| > Virtually every Linux distribution anyone would use to host a service such as Sandstorm will include a package manager. Yes, but: * Most of them ship on a 6-month or even 2-year release cycle whereas Sandstorm updates every week. * Most of them will not accept a package that wants to self-containerize with its own dependencies, which means Sandstorm would instead have to test against every different distro's dependency packages every week, whereas with self-containerization we only depend on the Linux kernel API -- which is insanely stable. * If we publish the packages from our own repo, we're back to square one: how does the user get the signing key, if not from HTTPS download? * Sandstorm actually has a PGP-verified install option: https://docs.sandstorm.io/en/latest/install/#option-3-pgp-ve... * You should probably be installing Sandstorm in its own VM anyway. I'm certainly not saying curl|bash is perfect. There are trade-offs. For now this is the trade-off that makes the most sense for us. Later on, maybe something else will make sense. > If they think that will ever be acceptable in an enterprise environment where change management is important, they're delusional. We've never had an enterprise customer comment on this (other than requesting the PGP-verified option, which we implemented). The vast majority of complaints come from HN, Twitter, and Reddit. ::shrug:: |
That's fine. Run your own repo where you control the release cycle. Puppet does this. GitLab does this. PostgreSQL does this. Sandstorm does not do this.
> Most of them will not accept a package that wants to self-containerize with its own dependencies, which means Sandstorm would instead have to test against every different distro's dependency packages every week, whereas with self-containerization we only depend on the Linux kernel API -- which is insanely stable.

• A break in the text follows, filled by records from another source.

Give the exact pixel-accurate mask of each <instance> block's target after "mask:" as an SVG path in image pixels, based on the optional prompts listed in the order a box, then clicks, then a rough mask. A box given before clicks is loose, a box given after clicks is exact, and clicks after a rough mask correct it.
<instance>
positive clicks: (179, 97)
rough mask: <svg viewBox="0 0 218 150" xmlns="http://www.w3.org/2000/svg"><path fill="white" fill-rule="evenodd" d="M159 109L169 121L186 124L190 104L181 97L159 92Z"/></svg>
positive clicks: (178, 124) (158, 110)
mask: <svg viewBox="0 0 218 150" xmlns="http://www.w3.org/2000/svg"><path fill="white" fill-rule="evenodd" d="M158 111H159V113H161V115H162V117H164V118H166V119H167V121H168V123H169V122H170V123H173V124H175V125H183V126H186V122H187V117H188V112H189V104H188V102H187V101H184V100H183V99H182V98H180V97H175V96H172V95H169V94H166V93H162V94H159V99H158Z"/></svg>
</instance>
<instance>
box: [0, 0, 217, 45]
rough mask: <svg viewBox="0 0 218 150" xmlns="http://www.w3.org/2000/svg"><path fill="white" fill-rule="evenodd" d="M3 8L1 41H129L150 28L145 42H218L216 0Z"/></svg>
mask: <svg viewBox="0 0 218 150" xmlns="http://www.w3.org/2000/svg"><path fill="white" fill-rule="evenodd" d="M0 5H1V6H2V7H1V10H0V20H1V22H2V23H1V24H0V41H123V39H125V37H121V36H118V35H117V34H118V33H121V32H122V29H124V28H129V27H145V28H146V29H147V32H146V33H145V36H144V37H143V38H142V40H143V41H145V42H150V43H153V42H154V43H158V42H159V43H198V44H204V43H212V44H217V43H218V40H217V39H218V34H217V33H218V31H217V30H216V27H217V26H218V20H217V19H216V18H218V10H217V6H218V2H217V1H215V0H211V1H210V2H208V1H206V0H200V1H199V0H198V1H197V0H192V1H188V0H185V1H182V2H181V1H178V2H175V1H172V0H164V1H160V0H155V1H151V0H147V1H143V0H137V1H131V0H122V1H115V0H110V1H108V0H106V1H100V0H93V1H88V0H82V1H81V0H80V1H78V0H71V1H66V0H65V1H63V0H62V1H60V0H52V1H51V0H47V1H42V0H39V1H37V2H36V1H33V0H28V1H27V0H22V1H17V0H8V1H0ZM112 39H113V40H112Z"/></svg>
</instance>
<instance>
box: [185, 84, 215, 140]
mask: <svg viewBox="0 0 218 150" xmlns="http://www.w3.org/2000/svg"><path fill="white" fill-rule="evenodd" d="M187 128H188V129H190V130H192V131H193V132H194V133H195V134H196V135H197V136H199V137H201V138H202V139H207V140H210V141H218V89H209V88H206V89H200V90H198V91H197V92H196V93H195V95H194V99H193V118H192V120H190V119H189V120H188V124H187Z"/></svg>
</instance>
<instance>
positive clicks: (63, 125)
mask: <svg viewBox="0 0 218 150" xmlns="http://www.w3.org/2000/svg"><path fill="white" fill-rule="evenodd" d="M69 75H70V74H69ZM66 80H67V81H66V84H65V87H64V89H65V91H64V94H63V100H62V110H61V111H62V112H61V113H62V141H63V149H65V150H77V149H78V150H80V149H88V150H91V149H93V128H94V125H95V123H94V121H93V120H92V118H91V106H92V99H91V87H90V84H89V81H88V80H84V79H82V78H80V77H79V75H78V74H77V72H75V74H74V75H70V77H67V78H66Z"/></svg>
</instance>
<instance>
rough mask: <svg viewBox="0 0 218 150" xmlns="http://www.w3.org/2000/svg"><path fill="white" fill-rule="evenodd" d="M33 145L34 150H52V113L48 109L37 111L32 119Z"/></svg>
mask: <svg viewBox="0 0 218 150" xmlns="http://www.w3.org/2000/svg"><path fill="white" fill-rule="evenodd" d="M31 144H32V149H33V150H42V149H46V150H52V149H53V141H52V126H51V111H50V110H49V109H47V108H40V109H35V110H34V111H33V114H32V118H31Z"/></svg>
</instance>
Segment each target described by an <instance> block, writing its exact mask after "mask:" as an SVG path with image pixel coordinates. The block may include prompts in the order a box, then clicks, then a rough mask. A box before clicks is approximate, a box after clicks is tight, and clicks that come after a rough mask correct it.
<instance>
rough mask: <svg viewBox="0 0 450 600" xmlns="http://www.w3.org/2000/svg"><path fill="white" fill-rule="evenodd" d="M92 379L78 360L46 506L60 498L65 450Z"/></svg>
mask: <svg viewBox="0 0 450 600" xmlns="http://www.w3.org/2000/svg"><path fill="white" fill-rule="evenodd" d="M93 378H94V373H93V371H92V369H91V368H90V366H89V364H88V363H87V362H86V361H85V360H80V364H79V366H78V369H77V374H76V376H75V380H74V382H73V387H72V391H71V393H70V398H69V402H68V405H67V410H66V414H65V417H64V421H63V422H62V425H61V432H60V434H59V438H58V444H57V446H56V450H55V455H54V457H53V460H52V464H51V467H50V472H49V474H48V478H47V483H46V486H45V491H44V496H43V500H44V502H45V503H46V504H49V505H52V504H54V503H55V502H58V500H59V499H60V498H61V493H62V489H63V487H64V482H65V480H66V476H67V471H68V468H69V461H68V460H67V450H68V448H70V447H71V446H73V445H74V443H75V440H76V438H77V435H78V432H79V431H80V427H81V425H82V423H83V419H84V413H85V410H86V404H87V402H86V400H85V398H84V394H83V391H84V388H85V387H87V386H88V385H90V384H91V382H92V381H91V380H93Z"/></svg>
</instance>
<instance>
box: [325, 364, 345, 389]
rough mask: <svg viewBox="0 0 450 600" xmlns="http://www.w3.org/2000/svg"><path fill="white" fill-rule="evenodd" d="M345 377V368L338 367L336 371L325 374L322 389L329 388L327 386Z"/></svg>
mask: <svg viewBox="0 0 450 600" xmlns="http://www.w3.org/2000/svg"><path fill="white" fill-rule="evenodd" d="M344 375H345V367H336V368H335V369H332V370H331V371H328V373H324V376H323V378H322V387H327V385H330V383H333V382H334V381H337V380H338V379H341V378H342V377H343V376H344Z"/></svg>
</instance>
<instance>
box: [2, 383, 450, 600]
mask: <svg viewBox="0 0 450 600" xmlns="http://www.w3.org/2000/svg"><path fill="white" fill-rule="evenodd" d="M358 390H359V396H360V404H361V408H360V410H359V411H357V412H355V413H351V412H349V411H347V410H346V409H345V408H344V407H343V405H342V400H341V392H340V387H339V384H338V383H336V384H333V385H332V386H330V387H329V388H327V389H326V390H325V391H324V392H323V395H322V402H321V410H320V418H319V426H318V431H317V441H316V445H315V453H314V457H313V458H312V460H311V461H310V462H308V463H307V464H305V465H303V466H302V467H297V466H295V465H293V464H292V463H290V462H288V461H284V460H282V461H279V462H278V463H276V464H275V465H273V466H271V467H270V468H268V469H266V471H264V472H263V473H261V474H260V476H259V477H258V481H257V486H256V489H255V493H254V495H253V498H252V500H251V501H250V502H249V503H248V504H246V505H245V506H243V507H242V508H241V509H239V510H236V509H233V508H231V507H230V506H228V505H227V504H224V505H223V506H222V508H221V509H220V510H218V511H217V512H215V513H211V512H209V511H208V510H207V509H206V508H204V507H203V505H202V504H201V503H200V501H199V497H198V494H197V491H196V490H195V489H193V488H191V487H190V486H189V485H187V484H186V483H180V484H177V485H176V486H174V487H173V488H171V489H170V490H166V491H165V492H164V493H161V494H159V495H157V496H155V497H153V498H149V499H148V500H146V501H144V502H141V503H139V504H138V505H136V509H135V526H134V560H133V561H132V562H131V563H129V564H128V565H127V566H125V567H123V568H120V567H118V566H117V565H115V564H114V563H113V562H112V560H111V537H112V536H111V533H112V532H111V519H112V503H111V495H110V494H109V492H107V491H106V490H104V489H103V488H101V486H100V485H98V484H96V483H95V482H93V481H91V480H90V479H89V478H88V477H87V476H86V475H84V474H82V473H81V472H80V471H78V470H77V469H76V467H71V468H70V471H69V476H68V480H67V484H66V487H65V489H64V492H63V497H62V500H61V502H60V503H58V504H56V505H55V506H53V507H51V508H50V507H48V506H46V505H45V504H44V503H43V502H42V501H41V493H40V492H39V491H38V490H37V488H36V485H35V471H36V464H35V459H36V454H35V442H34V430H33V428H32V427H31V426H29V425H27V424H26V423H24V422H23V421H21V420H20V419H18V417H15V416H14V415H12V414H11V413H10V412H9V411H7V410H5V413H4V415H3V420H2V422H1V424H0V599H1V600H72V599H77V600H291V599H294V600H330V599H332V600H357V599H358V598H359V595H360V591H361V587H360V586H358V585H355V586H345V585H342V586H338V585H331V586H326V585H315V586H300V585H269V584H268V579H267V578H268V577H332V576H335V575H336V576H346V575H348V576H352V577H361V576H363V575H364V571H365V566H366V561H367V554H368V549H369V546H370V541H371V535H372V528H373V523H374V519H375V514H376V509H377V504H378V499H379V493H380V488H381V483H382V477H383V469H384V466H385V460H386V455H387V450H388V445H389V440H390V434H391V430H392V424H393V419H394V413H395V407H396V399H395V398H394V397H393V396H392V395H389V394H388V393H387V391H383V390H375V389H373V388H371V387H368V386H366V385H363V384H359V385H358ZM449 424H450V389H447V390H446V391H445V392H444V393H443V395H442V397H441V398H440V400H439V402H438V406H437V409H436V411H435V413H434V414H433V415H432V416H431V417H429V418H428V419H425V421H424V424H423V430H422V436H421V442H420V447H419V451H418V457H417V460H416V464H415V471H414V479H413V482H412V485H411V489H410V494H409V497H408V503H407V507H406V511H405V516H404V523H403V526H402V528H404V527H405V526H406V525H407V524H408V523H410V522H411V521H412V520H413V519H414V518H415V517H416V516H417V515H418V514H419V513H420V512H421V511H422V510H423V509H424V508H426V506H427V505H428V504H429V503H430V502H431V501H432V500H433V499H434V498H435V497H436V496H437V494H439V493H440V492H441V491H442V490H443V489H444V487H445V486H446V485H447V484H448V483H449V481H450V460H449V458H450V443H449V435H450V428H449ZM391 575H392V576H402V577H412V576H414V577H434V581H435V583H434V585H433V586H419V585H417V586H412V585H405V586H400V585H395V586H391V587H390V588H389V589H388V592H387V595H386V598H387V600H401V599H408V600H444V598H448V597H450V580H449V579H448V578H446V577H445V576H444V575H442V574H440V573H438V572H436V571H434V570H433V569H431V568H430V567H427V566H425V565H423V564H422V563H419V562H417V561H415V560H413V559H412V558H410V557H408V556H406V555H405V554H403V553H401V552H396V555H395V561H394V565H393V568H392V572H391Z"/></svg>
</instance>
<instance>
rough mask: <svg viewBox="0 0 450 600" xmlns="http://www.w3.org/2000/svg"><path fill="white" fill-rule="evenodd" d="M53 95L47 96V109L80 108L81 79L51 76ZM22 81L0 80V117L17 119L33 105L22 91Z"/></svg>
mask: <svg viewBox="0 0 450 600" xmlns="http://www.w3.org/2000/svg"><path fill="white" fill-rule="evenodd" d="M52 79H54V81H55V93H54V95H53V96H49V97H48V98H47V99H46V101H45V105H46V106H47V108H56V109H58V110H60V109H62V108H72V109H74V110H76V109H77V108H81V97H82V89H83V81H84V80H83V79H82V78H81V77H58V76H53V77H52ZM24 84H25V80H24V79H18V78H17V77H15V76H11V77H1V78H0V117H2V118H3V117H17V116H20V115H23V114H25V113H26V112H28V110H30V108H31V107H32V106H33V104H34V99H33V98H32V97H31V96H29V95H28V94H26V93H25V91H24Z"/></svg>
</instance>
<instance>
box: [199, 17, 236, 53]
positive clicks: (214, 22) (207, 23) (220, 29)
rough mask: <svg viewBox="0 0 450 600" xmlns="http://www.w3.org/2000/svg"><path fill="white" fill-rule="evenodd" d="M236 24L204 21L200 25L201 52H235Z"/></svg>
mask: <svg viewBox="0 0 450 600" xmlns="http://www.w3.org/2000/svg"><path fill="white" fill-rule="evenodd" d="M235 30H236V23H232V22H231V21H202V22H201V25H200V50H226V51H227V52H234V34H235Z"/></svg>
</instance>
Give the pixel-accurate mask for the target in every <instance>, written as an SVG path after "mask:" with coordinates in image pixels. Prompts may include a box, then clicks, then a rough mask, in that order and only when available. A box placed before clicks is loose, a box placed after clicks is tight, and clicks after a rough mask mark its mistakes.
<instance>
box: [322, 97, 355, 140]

GitLab ships an omnibus installer with their CE/EE product, and it works great. I don't see why Sandstorm couldn't also publish an omnibus installer which contains all the dependencies, in essence creating your own container in somewhere neutral like /opt
This way, you have atomic releases you can install. How do I select the version to install with 'curl | bash' without user interaction?
> If we publish the packages from our own repo, we're back to square one: how does the user get the signing key, if not from HTTPS download?
Publish your signing key as a distribution package. This is what most organizations do (e.g. EPEL, PostgreSQL, Puppet).
Then the user does 'apt-get install sandstorm-release', 'apt-get update', 'apt-get install sandstorm' and you have an authenticated release.
Your signing infrastructure should be secure enough that you don't have to change the signing key within the major release cycle of a Linux distribution anyway.
> You should probably be installing Sandstorm in its own VM anyway.
This isn't an excuse for 'curl | bash' installs. If they want to recommend that their customers run the product in a VM or container, they should provide appliance/container images, as well as packages.
> We've never had an enterprise customer comment on this
I am in enterprise, although I'm not a sandstorm customer. I will tell you that one of the first considerations when deciding on a product is how well it fits into our existing infrastructure. If I can't push a repo and install a specific version of the software, tested and known working, using puppet, it's not getting deployed in our org.
Perhaps the reason none of Sandstorm's enterprise customers are asking for packaged installers is because every enterprise customer who expects a packaged installer sees Sandstorm's installation method and decides not to use it.